To find the standard deviation of a series or a column in a DataFrame in pandas, the easiest way is to use the pandas std() function.
df["Column1"].std()
You can also use the numpy std() function, but be careful as the default algorithm is different than the default pandas std() algorithm.
np.std(df["Column1"]) #Different result from default pandas function
np.std(df["Column1"],ddof=1) #Same result as default pandas function
When doing data analysis, the ability to compute different summary statistics, such as the mean or median of a variable, is very useful to help us understand the data. One such summary statistic which can be useful is the standard deviation of a variable.
Finding the standard deviation of columns or a Series using pandas is easy. We can use the pandas std() function to find the standard deviation of a column of numbers.
Let’s say we have the following DataFrame.
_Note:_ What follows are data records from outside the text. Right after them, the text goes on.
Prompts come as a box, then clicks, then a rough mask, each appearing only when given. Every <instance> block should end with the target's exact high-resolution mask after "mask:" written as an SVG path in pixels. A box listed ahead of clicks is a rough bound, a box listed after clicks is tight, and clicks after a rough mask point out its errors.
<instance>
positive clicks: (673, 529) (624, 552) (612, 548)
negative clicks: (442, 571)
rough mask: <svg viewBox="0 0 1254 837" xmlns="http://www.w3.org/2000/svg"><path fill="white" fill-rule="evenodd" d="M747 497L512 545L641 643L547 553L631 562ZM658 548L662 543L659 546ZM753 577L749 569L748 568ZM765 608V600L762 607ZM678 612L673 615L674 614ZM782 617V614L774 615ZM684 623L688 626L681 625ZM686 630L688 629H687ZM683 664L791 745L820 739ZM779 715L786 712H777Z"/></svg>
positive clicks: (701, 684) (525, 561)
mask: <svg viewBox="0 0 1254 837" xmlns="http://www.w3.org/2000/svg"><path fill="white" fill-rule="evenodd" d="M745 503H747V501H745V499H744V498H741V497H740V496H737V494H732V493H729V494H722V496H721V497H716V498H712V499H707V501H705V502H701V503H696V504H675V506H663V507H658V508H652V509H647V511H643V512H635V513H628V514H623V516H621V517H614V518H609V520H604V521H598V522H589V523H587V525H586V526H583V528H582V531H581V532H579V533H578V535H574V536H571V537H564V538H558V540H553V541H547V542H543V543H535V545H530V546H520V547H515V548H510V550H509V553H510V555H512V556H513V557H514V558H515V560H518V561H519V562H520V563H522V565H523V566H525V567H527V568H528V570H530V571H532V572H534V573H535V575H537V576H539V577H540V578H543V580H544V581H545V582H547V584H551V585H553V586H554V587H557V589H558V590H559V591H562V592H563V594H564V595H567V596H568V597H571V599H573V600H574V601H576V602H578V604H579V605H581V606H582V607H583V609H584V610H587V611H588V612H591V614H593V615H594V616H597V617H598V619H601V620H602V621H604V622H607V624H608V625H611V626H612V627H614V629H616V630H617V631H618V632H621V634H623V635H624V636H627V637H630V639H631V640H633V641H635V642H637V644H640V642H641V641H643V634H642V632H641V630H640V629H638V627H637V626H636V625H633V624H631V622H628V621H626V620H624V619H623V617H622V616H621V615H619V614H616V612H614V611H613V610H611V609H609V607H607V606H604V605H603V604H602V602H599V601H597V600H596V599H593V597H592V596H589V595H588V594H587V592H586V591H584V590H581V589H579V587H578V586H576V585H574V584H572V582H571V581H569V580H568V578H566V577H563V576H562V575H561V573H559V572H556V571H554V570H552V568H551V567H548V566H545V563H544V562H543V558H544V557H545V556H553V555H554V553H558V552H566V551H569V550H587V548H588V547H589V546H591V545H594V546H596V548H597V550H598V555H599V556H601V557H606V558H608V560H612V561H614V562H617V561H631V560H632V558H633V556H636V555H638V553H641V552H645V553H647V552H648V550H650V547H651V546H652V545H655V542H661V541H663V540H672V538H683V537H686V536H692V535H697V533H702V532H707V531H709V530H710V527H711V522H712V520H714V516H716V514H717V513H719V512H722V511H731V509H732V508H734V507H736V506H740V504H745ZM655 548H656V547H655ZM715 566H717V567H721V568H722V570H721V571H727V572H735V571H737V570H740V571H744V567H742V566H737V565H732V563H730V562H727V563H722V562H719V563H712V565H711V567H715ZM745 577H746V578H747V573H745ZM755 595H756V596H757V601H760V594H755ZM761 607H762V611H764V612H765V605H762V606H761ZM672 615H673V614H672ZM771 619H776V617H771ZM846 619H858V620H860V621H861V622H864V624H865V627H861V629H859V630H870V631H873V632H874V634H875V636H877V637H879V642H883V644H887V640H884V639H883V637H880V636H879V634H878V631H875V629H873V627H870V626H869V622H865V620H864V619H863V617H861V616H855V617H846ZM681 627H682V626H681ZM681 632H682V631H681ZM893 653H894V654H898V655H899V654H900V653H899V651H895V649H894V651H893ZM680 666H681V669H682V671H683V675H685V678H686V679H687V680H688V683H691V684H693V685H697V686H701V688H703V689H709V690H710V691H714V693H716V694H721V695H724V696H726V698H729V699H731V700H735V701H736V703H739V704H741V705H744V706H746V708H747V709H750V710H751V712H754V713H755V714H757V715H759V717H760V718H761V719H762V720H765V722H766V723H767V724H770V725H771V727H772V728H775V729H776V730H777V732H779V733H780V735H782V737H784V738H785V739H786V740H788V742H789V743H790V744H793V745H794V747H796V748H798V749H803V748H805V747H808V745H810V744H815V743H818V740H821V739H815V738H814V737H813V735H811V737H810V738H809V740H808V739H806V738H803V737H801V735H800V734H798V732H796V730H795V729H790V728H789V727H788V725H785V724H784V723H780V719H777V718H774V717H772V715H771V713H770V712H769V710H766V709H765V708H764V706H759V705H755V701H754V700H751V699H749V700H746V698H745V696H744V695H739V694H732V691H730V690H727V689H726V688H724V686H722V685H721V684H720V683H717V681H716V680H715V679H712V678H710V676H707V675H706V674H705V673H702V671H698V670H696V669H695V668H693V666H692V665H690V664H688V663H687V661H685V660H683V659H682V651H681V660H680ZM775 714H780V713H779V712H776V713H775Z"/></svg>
df = pd.DataFrame({'Name': ['Jim', 'Sally', 'Bob', 'Sue', 'Jill', 'Larry'],
'Weight': [160.20, 160.20, 209.45, 150.35, 187.52, 187.52],
'Height': [50.10, 68.94, 71.42, 48.56, 59.37, 63.42] })
print(df)
# Output:
Name Weight Height
0 Jim 160.20 50.10
1 Sally 160.20 68.94
2 Bob 209.45 71.42
3 Sue 150.35 48.56
4 Jill 187.52 59.37
5 Larry 187.52 63.42
To get the standard deviation of the column “Height”, we can use the pandas std() function in the following Python code:
print(df["Height"].std())
# Output:
9.49495532726019
Calculating the Standard Deviation of a Series with numpy
We can also find the standard deviation of a series using the numpy std() function. Depending on the complexity of our code, it might be faster to use the numpy std() function.
Let’s say we have the same dataset as above.
To get the standard deviation of the column “Height”, we can use the numpy std() function in the following Python code.
print(np.std(df["Height"]))
# Output:
8.667668692073754
As you can verify for yourself, this is a different result from the pandas std() function. The reason for this is the default normalization method is different between pandas and numpy.
To get the same standard deviation using both numpy and pandas, you need to pass ‘ddof=1’ to the numpy std() function.
print(np.std(df["Height"]))
print(np.std(df["Height"],ddof=1))
print(df["Height"].std())
# Output:
8.667668692073754
9.49495532726019
9.49495532726019
As you can see above, we received the same result from the code when we pass ‘ddof=1’ to the numpy std() function.
Hopefully this article has been helpful for you to understand how to find the standard deviation of a variable within a column or Series using pandas.